巨人は31日、東京都内の球団事務所でスカウト会議を開き、今秋ドラフトの指名候補について、進学希望情報などの確認作業を行った。

 なかでもスカウト陣が関心を寄せているのは最上位候補に据える早実の清宮幸太郎内野手(3年)の動向だ。会議後に取材に応じた岡崎スカウト部長は清宮への評価について「変わらないんじゃないですかね。これから甲子園に出て評価を上げるとかいうものではないと思う」とした上で「トップクラスであることには違いない。タイミングの取り方であったり、柔軟性だったり、トップからインパクトまでの速さであったり、一番大事なものはあるように思う」と絶賛した。

 清宮は進路について明言していないが、興味津々なのは現場トップである由伸監督も同じ。「この夏は逆方向(への打球)が多くなった。(飛距離も)どんな球場でもだいぶ飛んでいる」と成長を認め「パワーがあるだけじゃ飛ばない。体が大きいから飛ばせるわけでもない。体の使い方、コツを持っているんだと思う」と語った。

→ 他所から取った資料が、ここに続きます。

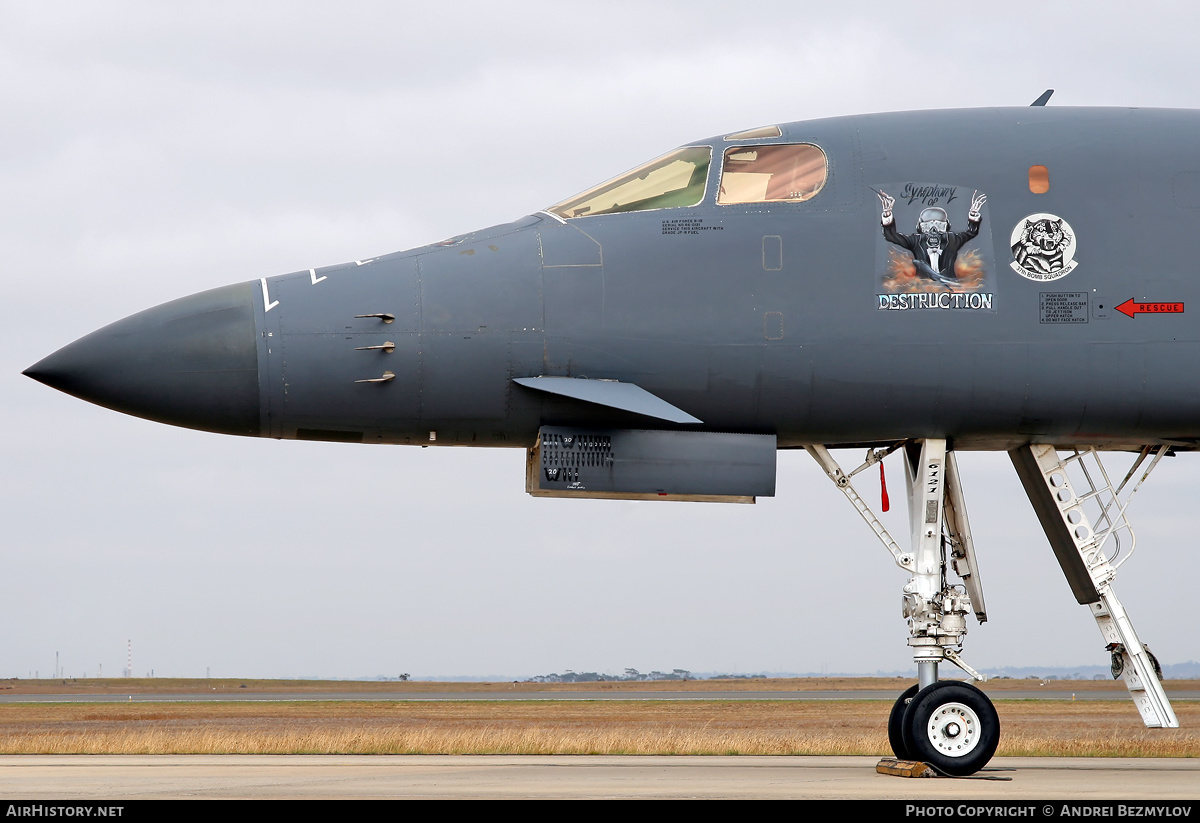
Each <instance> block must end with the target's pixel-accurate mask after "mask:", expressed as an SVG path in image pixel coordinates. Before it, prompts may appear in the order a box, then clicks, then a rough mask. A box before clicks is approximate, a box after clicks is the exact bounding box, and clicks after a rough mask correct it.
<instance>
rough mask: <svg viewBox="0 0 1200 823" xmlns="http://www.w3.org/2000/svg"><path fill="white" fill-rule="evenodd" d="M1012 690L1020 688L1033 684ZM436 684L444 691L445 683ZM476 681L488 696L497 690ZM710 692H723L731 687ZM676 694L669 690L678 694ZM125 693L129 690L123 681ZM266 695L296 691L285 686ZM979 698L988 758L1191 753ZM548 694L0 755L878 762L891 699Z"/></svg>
mask: <svg viewBox="0 0 1200 823" xmlns="http://www.w3.org/2000/svg"><path fill="white" fill-rule="evenodd" d="M192 683H196V681H192ZM701 683H712V681H701ZM752 683H755V684H756V685H757V686H760V687H758V689H756V691H769V690H768V689H762V685H763V681H761V680H760V681H752ZM775 683H780V681H775ZM818 683H822V687H824V689H829V687H834V686H833V684H832V683H830V681H829V680H820V681H818ZM859 683H860V681H859ZM1022 683H1024V684H1025V686H1026V687H1028V684H1030V681H1022ZM1086 683H1092V681H1085V683H1082V684H1080V685H1079V689H1075V691H1082V690H1084V689H1085V685H1086ZM284 684H286V686H284ZM868 684H869V685H868V686H865V687H868V689H886V687H890V686H889V684H890V681H889V680H868ZM155 685H163V684H162V683H158V684H155ZM346 685H347V684H344V683H337V684H336V687H337V689H338V690H342V691H344V690H346V689H344V687H346ZM385 685H388V686H389V691H395V686H397V685H406V684H395V683H392V684H385ZM420 685H421V686H428V685H430V684H420ZM436 685H437V686H438V690H439V691H445V686H446V685H449V684H436ZM458 685H470V686H474V685H476V684H458ZM487 685H488V686H490V689H491V690H492V691H496V690H497V686H498V684H487ZM500 685H503V684H500ZM614 685H624V684H614ZM638 685H641V686H644V685H647V684H638ZM721 685H725V686H727V685H728V681H722V683H721ZM989 685H991V684H989ZM678 686H679V684H674V689H676V690H678ZM1058 686H1060V689H1061V687H1062V684H1058ZM125 687H126V690H130V689H128V684H127V683H126V684H125ZM274 687H275V689H282V687H286V689H287V691H293V692H294V691H298V690H296V689H295V681H283V683H282V684H276V685H275V686H274ZM594 687H595V684H593V689H594ZM841 687H846V686H841ZM1068 687H1072V686H1068ZM792 689H796V686H794V685H793V686H792ZM724 690H725V691H727V690H728V689H724ZM114 691H119V690H114ZM130 691H133V690H130ZM137 691H142V690H137ZM175 691H179V690H178V689H176V690H175ZM638 691H646V689H644V687H643V689H638ZM698 691H703V690H698ZM896 691H899V690H896ZM989 691H991V692H992V696H994V698H995V701H996V708H997V711H998V713H1000V719H1001V726H1002V729H1003V737H1002V740H1001V744H1000V750H998V751H997V755H1013V756H1094V757H1198V756H1200V702H1194V701H1178V702H1176V705H1175V709H1176V713H1177V715H1178V717H1180V722H1181V726H1182V728H1178V729H1154V731H1150V729H1146V728H1145V727H1142V725H1141V721H1140V719H1139V716H1138V713H1136V710H1135V709H1134V707H1133V704H1132V703H1130V702H1129V699H1128V697H1124V696H1123V695H1122V693H1121V692H1114V698H1115V699H1112V701H1106V699H1105V701H1079V702H1072V701H1036V699H1034V701H1027V699H1004V697H1003V691H1004V690H1003V689H998V690H996V689H989ZM1122 691H1123V690H1122ZM546 697H547V699H544V701H462V702H458V701H452V702H442V701H439V702H406V701H329V702H269V703H266V702H256V703H250V702H246V703H191V702H170V703H167V702H164V703H49V704H48V703H12V704H0V753H356V755H364V753H380V755H383V753H396V755H401V753H479V755H484V753H487V755H598V753H604V755H886V753H889V749H888V743H887V734H886V725H887V716H888V711H889V710H890V707H892V703H890V701H875V699H871V701H811V702H810V701H770V699H766V701H745V702H740V701H728V699H722V701H706V699H703V698H698V699H691V701H683V702H680V701H611V699H607V701H556V699H553V698H552V696H551V695H547V696H546Z"/></svg>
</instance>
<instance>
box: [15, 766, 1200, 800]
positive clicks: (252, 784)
mask: <svg viewBox="0 0 1200 823" xmlns="http://www.w3.org/2000/svg"><path fill="white" fill-rule="evenodd" d="M877 762H878V758H877V757H691V756H683V757H646V756H642V757H614V756H588V757H571V756H551V757H546V756H493V755H472V756H462V755H443V756H424V755H422V756H410V755H379V756H361V755H335V756H330V755H316V756H312V755H282V756H262V755H248V756H238V755H220V756H214V755H198V756H175V755H170V756H164V755H160V756H145V755H128V756H104V755H101V756H78V755H65V756H64V755H49V756H46V755H42V756H25V755H22V756H12V755H6V756H0V797H4V798H6V799H8V798H23V799H29V798H37V799H49V798H53V799H58V800H72V799H74V800H83V799H104V800H121V799H125V800H134V799H163V798H168V799H170V798H175V799H179V798H188V799H202V798H206V799H235V798H244V799H264V800H265V799H352V798H396V799H400V798H408V799H420V798H437V799H455V798H457V799H484V798H499V799H520V798H533V799H556V798H559V799H568V798H575V799H589V798H628V799H649V798H655V799H668V798H691V799H716V798H724V799H743V798H802V799H899V800H904V799H920V800H986V799H996V800H1021V799H1028V800H1056V799H1069V800H1194V799H1196V797H1198V795H1200V759H1195V758H1180V759H1174V758H1092V757H1070V758H1063V757H997V758H994V759H992V762H991V763H990V764H989V768H988V769H986V770H985V771H983V773H980V774H979V775H977V776H976V777H972V779H958V780H954V779H943V777H935V779H905V777H893V776H888V775H881V774H877V773H876V771H875V764H876V763H877Z"/></svg>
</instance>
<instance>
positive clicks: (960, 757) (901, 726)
mask: <svg viewBox="0 0 1200 823" xmlns="http://www.w3.org/2000/svg"><path fill="white" fill-rule="evenodd" d="M905 693H907V692H905ZM902 699H904V696H901V701H898V702H896V705H900V704H901V703H902ZM893 711H894V709H893ZM889 729H890V723H889ZM900 732H901V735H902V738H904V750H905V751H904V752H899V751H898V752H896V757H901V758H902V759H913V761H924V762H925V763H929V764H931V765H932V767H935V768H936V769H937V770H938V771H942V773H944V774H948V775H954V776H965V775H970V774H974V773H976V771H978V770H979V769H982V768H983V767H984V765H985V764H986V763H988V761H990V759H991V756H992V755H995V753H996V746H997V745H998V744H1000V717H998V716H997V715H996V707H994V705H992V704H991V701H990V699H988V696H986V695H984V693H983V692H982V691H979V690H978V689H976V687H974V686H972V685H971V684H968V683H958V681H955V680H938V681H937V683H935V684H932V685H929V686H925V687H924V689H922V690H919V691H918V692H916V695H913V697H912V698H911V699H910V701H908V705H907V707H906V708H905V710H904V716H902V719H901V721H900ZM893 749H894V746H893Z"/></svg>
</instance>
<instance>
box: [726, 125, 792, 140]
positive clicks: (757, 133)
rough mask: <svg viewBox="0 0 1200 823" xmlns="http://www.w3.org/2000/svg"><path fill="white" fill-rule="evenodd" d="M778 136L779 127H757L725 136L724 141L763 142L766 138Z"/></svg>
mask: <svg viewBox="0 0 1200 823" xmlns="http://www.w3.org/2000/svg"><path fill="white" fill-rule="evenodd" d="M780 134H781V132H780V131H779V126H758V127H757V128H748V130H745V131H744V132H734V133H733V134H726V136H725V140H726V142H728V140H764V139H767V138H768V137H779V136H780Z"/></svg>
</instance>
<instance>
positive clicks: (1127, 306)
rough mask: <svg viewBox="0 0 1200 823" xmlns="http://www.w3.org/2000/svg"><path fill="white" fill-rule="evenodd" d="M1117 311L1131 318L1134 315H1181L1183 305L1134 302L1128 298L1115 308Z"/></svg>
mask: <svg viewBox="0 0 1200 823" xmlns="http://www.w3.org/2000/svg"><path fill="white" fill-rule="evenodd" d="M1117 311H1118V312H1121V313H1122V314H1128V316H1129V317H1133V316H1134V314H1182V313H1183V304H1181V302H1134V301H1133V298H1129V299H1128V300H1126V301H1124V302H1123V304H1121V305H1120V306H1117Z"/></svg>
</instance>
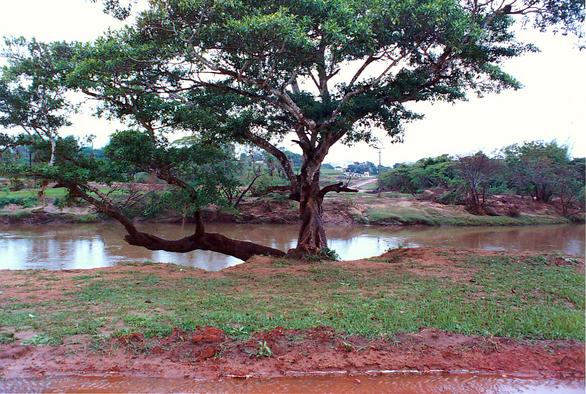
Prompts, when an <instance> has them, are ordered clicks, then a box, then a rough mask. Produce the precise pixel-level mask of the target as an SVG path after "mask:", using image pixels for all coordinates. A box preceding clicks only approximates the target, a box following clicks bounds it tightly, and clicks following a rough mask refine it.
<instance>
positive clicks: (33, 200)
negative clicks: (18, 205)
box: [0, 196, 37, 208]
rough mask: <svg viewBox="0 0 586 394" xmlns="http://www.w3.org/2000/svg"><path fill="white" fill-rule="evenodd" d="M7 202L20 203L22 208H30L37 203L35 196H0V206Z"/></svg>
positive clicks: (15, 204) (8, 204)
mask: <svg viewBox="0 0 586 394" xmlns="http://www.w3.org/2000/svg"><path fill="white" fill-rule="evenodd" d="M9 204H15V205H20V206H21V207H24V208H31V207H34V206H36V205H37V199H36V198H35V197H30V196H29V197H14V196H6V197H0V208H3V207H5V206H6V205H9Z"/></svg>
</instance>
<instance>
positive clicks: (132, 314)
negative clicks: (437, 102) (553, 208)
mask: <svg viewBox="0 0 586 394" xmlns="http://www.w3.org/2000/svg"><path fill="white" fill-rule="evenodd" d="M421 253H424V252H423V251H414V250H407V249H405V250H398V251H395V252H393V253H389V254H386V255H383V256H381V257H378V258H374V259H371V260H364V261H362V262H359V263H336V262H322V263H314V264H300V263H299V262H294V261H289V260H277V261H274V262H273V261H271V260H269V259H265V258H262V259H261V258H259V259H257V260H258V261H256V262H250V263H246V264H244V265H242V266H239V267H236V268H233V269H229V270H225V271H223V272H221V273H208V272H203V271H200V270H197V269H190V268H186V267H179V266H175V265H162V264H145V265H138V266H119V267H114V268H107V269H98V270H89V271H81V270H80V271H72V272H59V271H3V272H0V279H1V281H0V283H2V285H1V286H0V291H1V293H0V326H1V327H0V332H1V334H0V342H4V343H9V342H20V343H30V344H59V343H61V342H63V341H67V340H68V338H69V337H72V336H76V335H80V334H87V335H91V336H93V338H94V341H95V344H96V346H99V343H100V341H101V340H103V339H104V338H106V337H108V336H111V335H122V334H127V333H129V332H140V333H143V334H145V335H146V336H165V335H168V334H169V333H170V332H171V329H172V328H173V327H180V328H183V329H187V330H193V329H195V327H196V326H206V325H212V326H217V327H220V328H222V329H224V330H225V331H226V332H227V333H228V334H229V335H232V336H235V337H246V336H248V335H250V334H251V333H253V332H256V331H264V330H269V329H273V328H275V327H277V326H283V327H285V328H311V327H316V326H321V325H327V326H332V327H334V328H335V329H336V330H338V331H339V332H342V333H345V334H359V335H363V336H366V337H375V336H380V335H382V336H391V335H393V334H395V333H399V332H413V331H417V330H418V329H419V328H420V327H434V328H439V329H442V330H447V331H451V332H457V333H463V334H479V335H485V336H493V335H494V336H507V337H515V338H532V339H538V338H544V339H567V338H573V339H579V340H584V275H583V263H581V262H578V261H576V260H573V259H568V258H566V259H564V258H561V257H559V256H553V255H547V256H530V257H527V256H525V257H523V256H505V255H501V254H488V255H487V254H483V255H469V254H465V253H458V252H455V251H442V250H439V251H433V252H429V251H428V252H425V253H424V254H421ZM560 262H561V263H563V264H564V265H558V264H560Z"/></svg>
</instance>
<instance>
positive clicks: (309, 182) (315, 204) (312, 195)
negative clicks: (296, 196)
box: [289, 172, 328, 255]
mask: <svg viewBox="0 0 586 394" xmlns="http://www.w3.org/2000/svg"><path fill="white" fill-rule="evenodd" d="M322 203H323V196H322V195H321V194H320V188H319V172H318V173H316V175H315V176H314V180H313V181H311V182H307V181H304V180H302V181H301V195H300V201H299V211H300V215H301V228H300V229H299V238H298V239H297V247H296V248H295V249H292V250H290V251H289V254H293V255H306V254H317V253H319V251H320V250H321V249H323V248H325V247H327V246H328V243H327V238H326V232H325V229H324V223H323V218H322V214H323V208H322Z"/></svg>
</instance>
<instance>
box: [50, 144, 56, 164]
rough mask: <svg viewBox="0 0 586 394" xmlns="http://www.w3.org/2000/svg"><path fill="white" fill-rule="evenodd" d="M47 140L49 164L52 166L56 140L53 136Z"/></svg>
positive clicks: (55, 148)
mask: <svg viewBox="0 0 586 394" xmlns="http://www.w3.org/2000/svg"><path fill="white" fill-rule="evenodd" d="M49 142H50V143H51V159H49V165H50V166H52V165H54V164H55V150H56V146H57V142H56V141H55V137H50V138H49Z"/></svg>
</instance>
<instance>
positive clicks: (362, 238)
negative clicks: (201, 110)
mask: <svg viewBox="0 0 586 394" xmlns="http://www.w3.org/2000/svg"><path fill="white" fill-rule="evenodd" d="M140 228H141V229H143V230H145V231H149V232H153V233H155V234H157V235H159V236H162V237H167V238H180V237H183V236H185V235H187V234H189V233H190V232H191V231H192V230H193V229H192V227H191V226H190V225H186V226H181V225H174V224H153V223H148V224H142V225H141V226H140ZM207 230H208V231H210V232H221V233H223V234H225V235H227V236H229V237H233V238H237V239H242V240H248V241H253V242H259V243H262V244H264V245H268V246H272V247H274V248H279V249H281V250H287V249H289V248H291V247H293V246H294V245H295V242H296V239H297V230H298V226H296V225H253V224H210V225H208V226H207ZM584 233H585V227H584V225H556V226H551V225H550V226H523V227H488V228H487V227H409V228H391V227H376V226H353V227H332V228H328V229H327V234H328V239H329V247H330V248H332V249H334V250H336V252H337V253H338V254H339V255H340V257H341V258H342V259H344V260H353V259H359V258H365V257H371V256H376V255H379V254H381V253H383V252H384V251H385V250H387V249H389V248H396V247H398V246H403V247H425V246H431V247H457V248H475V249H483V250H496V251H514V252H517V251H537V252H561V253H564V254H568V255H573V256H583V255H584ZM123 236H124V230H123V228H122V226H120V225H118V224H115V223H102V224H81V225H80V224H75V225H72V224H63V225H57V224H49V225H10V226H2V227H0V269H79V268H86V269H87V268H98V267H108V266H113V265H116V264H117V263H120V262H144V261H151V262H160V263H174V264H180V265H186V266H192V267H199V268H202V269H205V270H209V271H217V270H221V269H223V268H226V267H230V266H233V265H236V264H239V263H241V262H242V261H241V260H239V259H236V258H234V257H230V256H225V255H221V254H218V253H213V252H205V251H196V252H191V253H185V254H178V253H168V252H162V251H149V250H147V249H144V248H140V247H135V246H130V245H128V244H127V243H126V242H124V240H123Z"/></svg>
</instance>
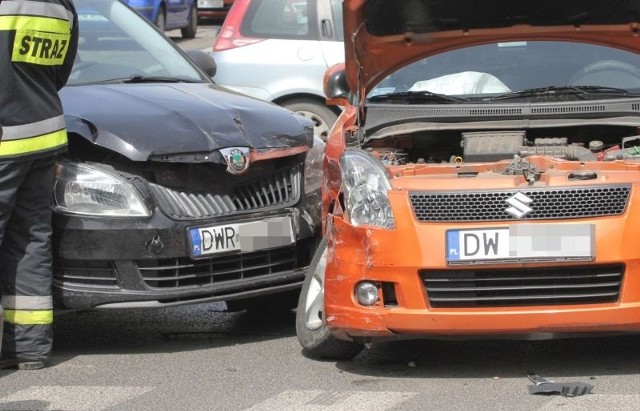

 注目の進路について、由伸監督は「こればっかりは本人が決めること。どちらがいいかは、それぞれだから。進学してさらに成長する人もいるし、期待されていても大学で消えてしまう選手もいるからね」と私見を述べた。ただ、これまでの清宮のプレーぶりから感じるところはあるようだ。

 自身も高校時代からプロ注目のスラッガーだったが「俺の場合、すぐにプロに入る気はさらさらなかったよ。まだ、プロでやれるという自信がなかったからね」。その上で、清宮に向けて「やれるという自信が大事。それさえあれば(プロ入りの選択も)いいんじゃないかな」と悩める心中に思いを寄せつつ、言葉を贈った。

「やはり1位で欲しい選手か」と単刀直入に聞くと、由伸監督は笑顔でかわしながら「人気は抜群だからね」とした。過渡期のチームを支えるスターの出現を、巨人は球団全体で待ち望んでいる。甲子園への道が途絶えても、怪物に向ける熱い視線は不変だ。